Daniel Larison once took me to task (check the comments) for saying that Mickey Kaus is a faux-liberal; it’s been my opinion that Kaus’s “I’m a liberal, just a reformer!” shtick is just that, shtick, a way for him to create a nitch for himself. It’s not just his stance on things like unions, education and welfare reform, it’s the absolute and total prioritization of every conservative piece of his “neoliberal” agenda over the few sad shreds of genuine liberalism. It’s always unions. It’s always those good-for-nothing teachers. It’s always snarking about Obama. And that isn’t just the case now; it was the case during the entire Bush era, the period of the most damaging and destructive conservative failure in recent history. A man who lives through the Bush years and continues to act and talk like the greatest threats to American abundance and happiness are unions and welfare mothers is a liar or an utter fool.
I wonder, for example, if Kaus’s most vocal defenders could look at his reactions to this stimulus bill and continue to claim that the man has any desire to support liberalism or the Democratic party.
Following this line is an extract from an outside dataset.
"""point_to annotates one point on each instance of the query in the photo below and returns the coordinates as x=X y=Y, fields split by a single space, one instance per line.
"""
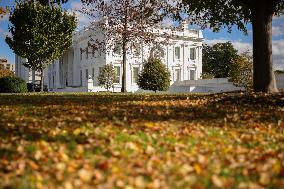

In a massive stimulus bill, confronting the largest economic crisis in Kaus’s lifetime, which very well might determine the economic futures of millions of Americans for years to come, Kaus’s focus has been on… welfare reform. Yes, and not even a large welfare reform, but what is genuinely a minor change that amounts to a tiny part of a huge and vitally important bill. Because that’s what a liberal is worrying about, on the edge of an economic precipice and in the face of a slowdown that threatens poor Americans everywhere– those welfare-receiving fatcats. Don’t believe me that this is a tiny, tiny part of the stimulus bill? Just ask Mickey Kaus!
No, the stimulus bill doesn’t fully unravel welfare reform–after 1996, welfare is no longer an individual “entitlement,” for one thing (a term or art that triggered a whole slew of court-enforced rights). The time limits and work requirements are still at least formally in place. States can still do what they want, in theory, within much broader limits than under the old AFDC program. Many states, with little money to spare, may still refuse to try to expand their caseloads (even if they now have an 80% federal subsidy to do it). A debate on the issue might, in fact, help ensure that states don’t go crazy and recreate the bloated and socially disastrous welfare caseloads of the three decades before 1996.
Wow, what a damning case! A small change that probably can’t result in the results Kaus fears in the first place! It gets better.
More important, the debate would stop the Money Liberals in the Washington “antipoverty community”–e.g., Peter Edelman and the Center on Budget and Policy Priorities crowd– before they can complete the rest of their agenda, which does involve unraveling welfare reform (eliminating work requirements, for example).
Because lord knows that scare quoting “antipoverty community” is the sort of thing someone who really cares about the liberal cause would do. Look, just load up Kausfiles and read the first ten, twenty items. What percentage of his posts contain anything at all that you would call sympathetic to the liberal cause? That bother to demonstrate an attitude of anything other than contempt and derision for the party and the ideology he claims to be a part of? Yes, people should broadly be permitted to define their own political identity. But if Kaus wants me to call him a liberal, I can say that he is an incredible ineffective, counterproductive and useless one.
Oh, and as a bonus, near the top of his blog today Kaus has one of his “Me? A liberal?” moments where he seems to let go of his pretentions to progressivism entirely, saying ” get an “Even … liberal blogger” cite. Hahaha. Take that, Even the Liberal New Republic.” See? It’s funny because Mickey Kaus isn’t a liberal! Whoops! Cat’s out of the bag!
Update: You should read Daniel. I have to say, I think that there simply is no way to read his regular “they called me a liberal! me!” sayings (and you can check the record) other than his disputing the idea that he’s a liberal. I’m open to arguments otherwise but I have never heard them.
Update II: Alright, alright. As a matter of principle, and not pragmatics, Larison is right. It is still true that, as a liberal, Kaus has certainly done far, far more than to hurt his cause than to help it.